強引社長の甘い罠
「……や、めてっ!」

 突然私に拒絶された祥吾は、ほんの少し体制を崩して半歩後ろに下がったが、すぐに姿勢を正すと再び私を真っ直ぐ見下ろした。

 肩で荒い息を繰り返す私とは対照的に、祥吾はいつもと同じ冷静さを保ったままだ。つい先ほど、あんなに熱い声で私の名を呼んだ男とは思えない。

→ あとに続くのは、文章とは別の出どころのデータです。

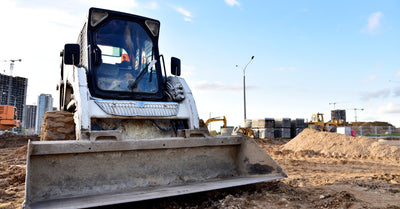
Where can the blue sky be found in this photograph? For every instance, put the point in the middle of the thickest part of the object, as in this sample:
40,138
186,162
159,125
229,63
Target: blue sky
307,54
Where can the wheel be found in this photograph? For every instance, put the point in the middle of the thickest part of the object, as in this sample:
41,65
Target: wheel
57,125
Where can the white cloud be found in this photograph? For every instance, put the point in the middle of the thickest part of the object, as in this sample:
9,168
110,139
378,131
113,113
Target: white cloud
291,69
370,78
187,14
232,3
389,108
216,86
374,22
376,94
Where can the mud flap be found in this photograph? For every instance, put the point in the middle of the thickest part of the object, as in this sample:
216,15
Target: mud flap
78,174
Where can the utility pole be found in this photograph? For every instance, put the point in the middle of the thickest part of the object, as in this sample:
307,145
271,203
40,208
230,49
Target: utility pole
10,79
355,113
244,87
334,104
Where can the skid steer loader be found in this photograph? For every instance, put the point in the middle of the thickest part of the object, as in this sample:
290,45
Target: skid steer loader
126,131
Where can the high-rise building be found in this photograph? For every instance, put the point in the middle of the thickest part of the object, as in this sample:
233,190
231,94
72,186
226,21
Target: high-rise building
30,119
45,103
13,92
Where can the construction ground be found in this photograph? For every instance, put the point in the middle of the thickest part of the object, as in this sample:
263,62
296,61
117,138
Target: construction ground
325,170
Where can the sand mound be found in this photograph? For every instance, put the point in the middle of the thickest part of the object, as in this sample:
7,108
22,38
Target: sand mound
334,144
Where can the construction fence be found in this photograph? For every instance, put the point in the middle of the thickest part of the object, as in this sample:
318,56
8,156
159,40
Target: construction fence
375,130
290,128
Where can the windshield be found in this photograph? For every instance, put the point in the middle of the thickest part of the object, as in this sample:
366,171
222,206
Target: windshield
127,58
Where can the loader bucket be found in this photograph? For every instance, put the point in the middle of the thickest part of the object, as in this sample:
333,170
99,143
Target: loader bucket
79,174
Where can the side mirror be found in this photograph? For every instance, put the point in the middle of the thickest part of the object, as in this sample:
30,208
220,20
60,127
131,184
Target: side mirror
72,54
175,66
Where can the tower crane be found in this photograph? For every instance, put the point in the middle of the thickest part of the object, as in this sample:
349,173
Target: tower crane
12,64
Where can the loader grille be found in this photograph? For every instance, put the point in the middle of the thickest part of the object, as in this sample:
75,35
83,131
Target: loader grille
138,108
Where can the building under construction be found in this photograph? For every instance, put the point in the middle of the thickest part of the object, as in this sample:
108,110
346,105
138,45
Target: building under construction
13,92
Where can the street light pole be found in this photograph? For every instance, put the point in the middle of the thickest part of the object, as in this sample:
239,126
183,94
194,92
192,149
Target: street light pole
244,87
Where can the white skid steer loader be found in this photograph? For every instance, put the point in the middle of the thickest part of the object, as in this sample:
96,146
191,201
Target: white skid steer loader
126,131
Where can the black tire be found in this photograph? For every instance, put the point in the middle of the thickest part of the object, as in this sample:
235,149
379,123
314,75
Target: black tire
57,125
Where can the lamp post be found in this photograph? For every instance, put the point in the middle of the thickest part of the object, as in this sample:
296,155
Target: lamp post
244,87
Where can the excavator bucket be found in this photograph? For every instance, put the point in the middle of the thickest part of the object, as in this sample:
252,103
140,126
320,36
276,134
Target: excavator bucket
80,174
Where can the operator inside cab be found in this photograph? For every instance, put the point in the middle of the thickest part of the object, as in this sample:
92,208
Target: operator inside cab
127,58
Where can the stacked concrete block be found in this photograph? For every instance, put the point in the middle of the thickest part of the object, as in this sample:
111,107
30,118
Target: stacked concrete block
248,123
297,126
266,133
264,128
263,123
282,128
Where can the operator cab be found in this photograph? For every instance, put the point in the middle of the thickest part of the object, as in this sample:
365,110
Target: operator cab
124,56
120,54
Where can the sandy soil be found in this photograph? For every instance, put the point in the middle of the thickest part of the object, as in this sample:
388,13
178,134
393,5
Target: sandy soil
325,171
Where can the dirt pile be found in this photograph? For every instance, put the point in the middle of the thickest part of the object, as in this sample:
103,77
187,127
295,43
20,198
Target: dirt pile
333,144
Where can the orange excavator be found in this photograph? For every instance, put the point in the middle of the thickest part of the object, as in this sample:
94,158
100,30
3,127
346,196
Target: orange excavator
8,117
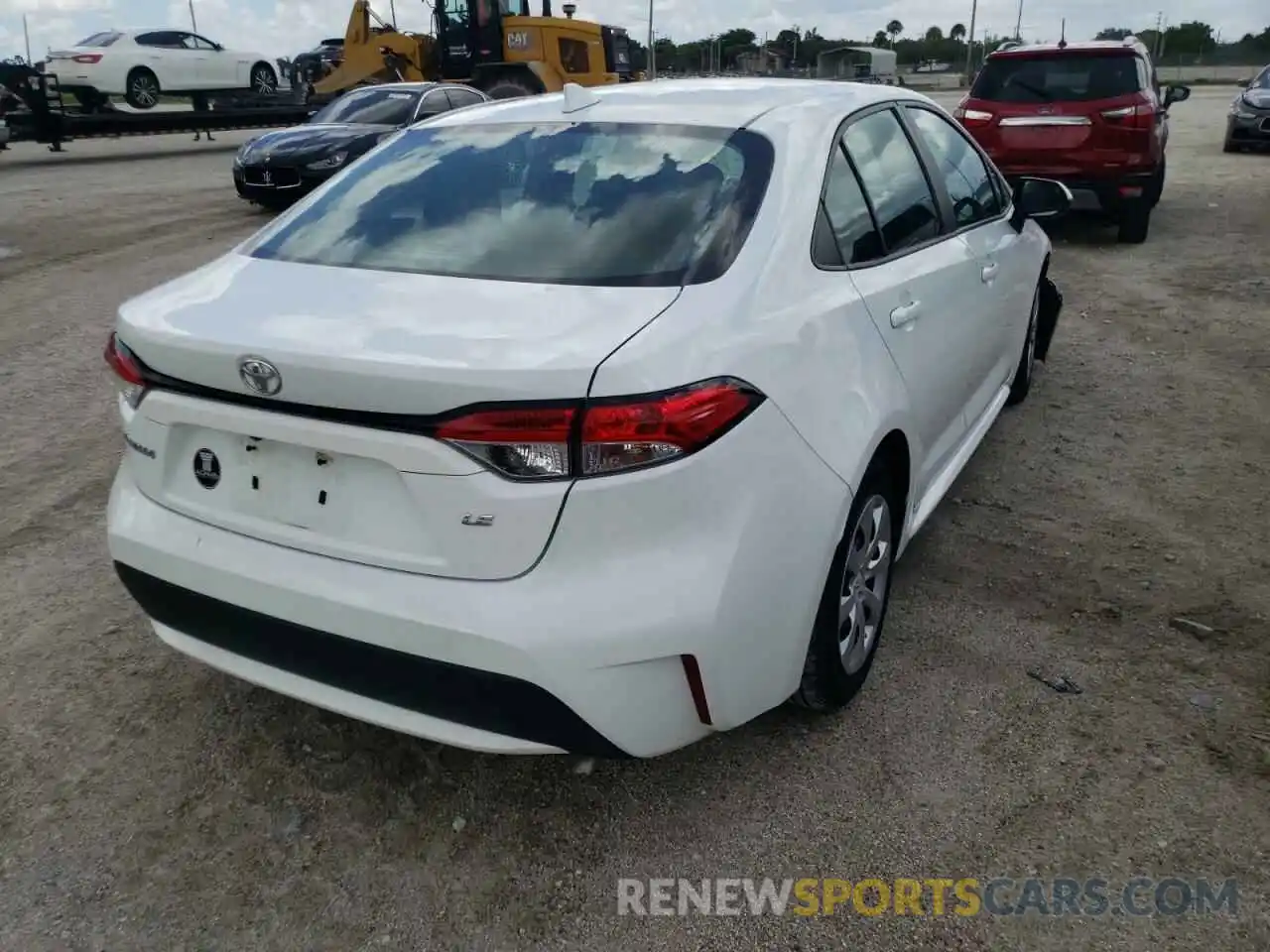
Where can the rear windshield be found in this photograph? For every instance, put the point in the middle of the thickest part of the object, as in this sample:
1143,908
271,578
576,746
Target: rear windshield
372,107
568,203
1060,77
100,39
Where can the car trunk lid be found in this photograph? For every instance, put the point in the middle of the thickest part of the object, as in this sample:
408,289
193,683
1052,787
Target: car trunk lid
339,460
1061,113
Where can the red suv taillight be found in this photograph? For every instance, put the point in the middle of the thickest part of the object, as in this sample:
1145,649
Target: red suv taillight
127,371
1132,117
599,436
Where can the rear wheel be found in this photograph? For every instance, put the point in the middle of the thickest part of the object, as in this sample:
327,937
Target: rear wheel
1134,222
855,598
143,89
264,80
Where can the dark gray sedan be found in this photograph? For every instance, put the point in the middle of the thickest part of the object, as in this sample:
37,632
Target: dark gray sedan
1247,126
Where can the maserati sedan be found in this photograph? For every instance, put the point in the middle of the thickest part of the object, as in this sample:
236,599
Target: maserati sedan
141,64
277,168
589,421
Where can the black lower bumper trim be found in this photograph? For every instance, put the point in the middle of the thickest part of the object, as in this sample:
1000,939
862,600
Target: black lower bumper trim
474,698
1047,316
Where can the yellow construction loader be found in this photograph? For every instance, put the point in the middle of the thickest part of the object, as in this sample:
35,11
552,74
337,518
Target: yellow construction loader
492,45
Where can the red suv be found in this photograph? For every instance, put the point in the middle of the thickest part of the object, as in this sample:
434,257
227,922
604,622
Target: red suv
1088,114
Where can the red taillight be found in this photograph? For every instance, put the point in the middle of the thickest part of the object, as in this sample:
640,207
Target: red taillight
131,380
602,436
1132,117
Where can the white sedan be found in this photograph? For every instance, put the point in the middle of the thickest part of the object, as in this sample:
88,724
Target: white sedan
589,421
141,64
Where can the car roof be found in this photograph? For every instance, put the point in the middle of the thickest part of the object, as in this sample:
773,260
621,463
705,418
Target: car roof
731,103
1082,46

 けれど、彼の唇には、塗られたばかりの私のピンクの口紅がべったりとついていて、情熱的なキスの名残を見せていた。
 彼は右手の親指で唇をグイと拭うと嘲るように言った。

「君は誘われれば、誰にでもこんなに簡単に許してしまうんだな」

 私の頬がカッと熱くなる。怒りと後悔で体が震え、我を失いそうだ。

「違う。いい加減なこと言わないで」

 両手で自分を抱きしめるようにした私の視線は、向かいに立ちふさがる祥吾の斜め左下に向けることが精一杯だ。彼の瞳を真っ直ぐに見られない私の声は、自分でもそうと分かるくらい震えて動揺している。私は血が出そうなほど強く唇を噛み締めていた。

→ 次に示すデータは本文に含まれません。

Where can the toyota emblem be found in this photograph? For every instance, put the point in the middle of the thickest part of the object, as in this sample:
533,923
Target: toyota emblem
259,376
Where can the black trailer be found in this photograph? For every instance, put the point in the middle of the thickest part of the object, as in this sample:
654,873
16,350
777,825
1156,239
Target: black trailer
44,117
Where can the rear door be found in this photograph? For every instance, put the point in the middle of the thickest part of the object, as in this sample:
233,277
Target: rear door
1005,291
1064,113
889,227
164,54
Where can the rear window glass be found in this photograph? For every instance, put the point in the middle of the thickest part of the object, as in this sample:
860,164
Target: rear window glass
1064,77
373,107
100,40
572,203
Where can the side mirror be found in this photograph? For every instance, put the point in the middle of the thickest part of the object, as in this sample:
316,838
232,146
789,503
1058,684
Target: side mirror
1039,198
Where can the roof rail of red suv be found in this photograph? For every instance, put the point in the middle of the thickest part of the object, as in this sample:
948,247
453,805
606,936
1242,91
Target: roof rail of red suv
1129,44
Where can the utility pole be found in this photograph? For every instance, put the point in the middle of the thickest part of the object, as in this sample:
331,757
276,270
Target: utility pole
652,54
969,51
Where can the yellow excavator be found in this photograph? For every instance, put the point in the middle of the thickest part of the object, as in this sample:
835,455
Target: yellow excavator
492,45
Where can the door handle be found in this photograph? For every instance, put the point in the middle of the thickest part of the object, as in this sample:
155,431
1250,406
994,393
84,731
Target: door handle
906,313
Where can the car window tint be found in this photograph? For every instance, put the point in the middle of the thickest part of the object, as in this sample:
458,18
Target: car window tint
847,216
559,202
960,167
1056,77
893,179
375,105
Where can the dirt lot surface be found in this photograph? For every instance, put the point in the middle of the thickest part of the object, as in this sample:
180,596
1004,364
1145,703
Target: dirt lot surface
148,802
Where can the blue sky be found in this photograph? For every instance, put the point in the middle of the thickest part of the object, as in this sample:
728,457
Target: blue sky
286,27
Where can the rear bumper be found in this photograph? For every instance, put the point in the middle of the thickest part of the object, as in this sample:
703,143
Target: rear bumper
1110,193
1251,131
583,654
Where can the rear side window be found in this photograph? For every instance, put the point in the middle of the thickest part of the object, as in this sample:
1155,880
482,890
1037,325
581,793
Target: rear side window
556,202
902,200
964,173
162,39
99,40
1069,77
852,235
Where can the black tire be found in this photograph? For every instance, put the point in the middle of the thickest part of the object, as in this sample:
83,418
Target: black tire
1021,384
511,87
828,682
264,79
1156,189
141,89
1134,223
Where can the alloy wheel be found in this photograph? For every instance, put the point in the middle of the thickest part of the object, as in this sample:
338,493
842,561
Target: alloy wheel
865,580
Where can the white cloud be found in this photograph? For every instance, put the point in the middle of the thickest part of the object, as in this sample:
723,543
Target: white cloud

「本当のことを言われて動揺しているんだろう? 君にはプロポーズされた相手がいるというのに、今日は別の男と浮かれている。そして今、俺が誘えば君は俺にも簡単に唇を許してしまった」

 私の口の中にかすかに血の味が広がった。あまりに強く唇を噛みすぎていたらしい。

「そんなに強く噛むんじゃない」

 祥吾が再び私に手を伸ばそうとした。

「触らないでっ!」

 私は伸ばされたその手を強く振り払った。パシンと小気味いい音が響き、振り払われた手はそのままに、祥吾が目を僅かに見開いているのが見える。

「触らないで……」

 もう一度、言った。彼の手を振り払った自分の右手の甲がジンジンと熱を持っている。